Der Emissionshandel[2] ist kein Instrument zur direkten Verbesserung der Umwelt. Vielmehr ermöglicht er die kosteneffiziente Umsetzung umweltpolitischer Ziele durch die Regulierung der sich auf dem Markt befindliche Menge an Emissionen. Damit nimmt die EU auf umweltpolitischer Ebene Abstand von ordnungspolitischen und wendet sich marktorientierten Instrumenten zu. Die Idee ist, die gesamt zulässige Menge an Emissionen zu begrenzen und Lizenzen für die Berechtigung zur Treibhausemission einer bestimmten Menge auszugeben.
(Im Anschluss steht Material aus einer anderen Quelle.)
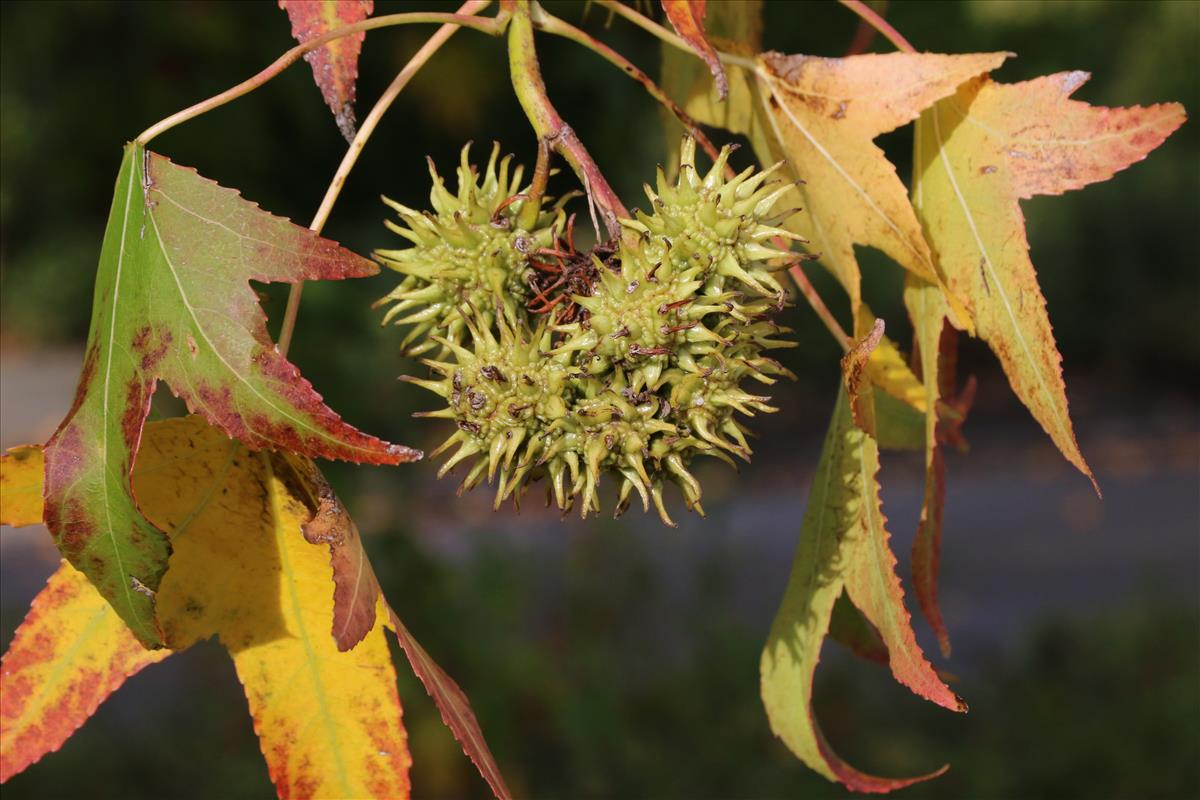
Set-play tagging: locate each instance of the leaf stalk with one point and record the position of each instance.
(531, 91)
(360, 138)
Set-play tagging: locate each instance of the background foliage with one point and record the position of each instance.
(605, 661)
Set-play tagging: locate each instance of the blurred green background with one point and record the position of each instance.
(617, 659)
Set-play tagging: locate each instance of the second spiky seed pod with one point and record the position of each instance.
(647, 370)
(469, 251)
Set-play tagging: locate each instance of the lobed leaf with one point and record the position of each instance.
(335, 66)
(979, 152)
(853, 371)
(67, 656)
(355, 587)
(928, 313)
(173, 302)
(70, 653)
(737, 24)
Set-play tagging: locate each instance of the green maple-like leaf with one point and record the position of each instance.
(173, 302)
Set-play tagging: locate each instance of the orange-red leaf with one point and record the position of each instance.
(69, 655)
(978, 154)
(688, 18)
(454, 705)
(335, 66)
(329, 722)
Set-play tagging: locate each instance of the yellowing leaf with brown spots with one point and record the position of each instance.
(688, 18)
(329, 722)
(72, 650)
(823, 115)
(250, 566)
(979, 152)
(844, 547)
(21, 486)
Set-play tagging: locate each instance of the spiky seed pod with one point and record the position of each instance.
(640, 361)
(643, 317)
(467, 252)
(721, 226)
(503, 392)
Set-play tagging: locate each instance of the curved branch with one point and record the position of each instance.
(481, 24)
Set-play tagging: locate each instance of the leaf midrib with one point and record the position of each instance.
(191, 311)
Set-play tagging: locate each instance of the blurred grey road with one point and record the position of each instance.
(1025, 535)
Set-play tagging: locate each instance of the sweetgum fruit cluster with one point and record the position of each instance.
(628, 360)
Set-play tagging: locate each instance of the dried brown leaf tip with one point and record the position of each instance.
(335, 66)
(688, 18)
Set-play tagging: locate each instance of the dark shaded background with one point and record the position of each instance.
(621, 659)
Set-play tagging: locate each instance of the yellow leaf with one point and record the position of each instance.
(844, 546)
(69, 655)
(853, 368)
(825, 115)
(888, 368)
(21, 486)
(329, 722)
(977, 154)
(928, 313)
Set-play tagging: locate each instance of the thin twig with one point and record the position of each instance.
(667, 36)
(551, 24)
(879, 23)
(822, 311)
(531, 91)
(352, 155)
(289, 58)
Ein solches System wird auch cap-and-trade System genannt, wobei cap den Deckel der Emissionsmenge bezeichnet, also die Obergrenze der zulässigen Gesamtemissionen. (Lafeld 2003, S. 44ff sowie Kerr 2000, S. 12ff). Mit dem Erwerb einer Lizenz erwirbt der Käufer das Recht, eine Einheit des bestimmten Emissionsgases zu emittieren. Durch den Handel der Lizenzen wird ein Markt geschaffen, auf dem sich ein Preis für die Lizenzen bildet. Somit erhält der Faktor Emission einen Wert und ein triftiger Grund für die Verschmutzung der Umwelt fällt weg. Mit der Privatisierung des Gutes Umwelt entfällt zudem der öffentliche Charakter, was zwangsläufig zu Verknappungseffekten führt. Diese werden zudem durch die fortschreitende Verknappung der gesamt zulässigen Emissionsmenge erreicht. Daraus resultierende Preiserhöhungen sind ein Anreiz für die Investition in kosteneffiziente Technologie, von deren Einsatz die Umwelt profitiert. Der Handel bietet generell diverse Vorteile, welche wie über die Effizienzkriterien hinausgehen. Von der politischen Warte aus betrachtet bietet der Handel den Vorteil, dass die zwischenstaatlichen Verhandlungen um Emissionsreduktionsziele und der effizienteste Weg zur Erreichung dieser getrennt angegangen werden können. Denn: Handelsplätze mit Erfolg versprechendem Reduktionspotential sind nicht gleichbedeutend mit erfolgreicher Finanzierung und Implementation.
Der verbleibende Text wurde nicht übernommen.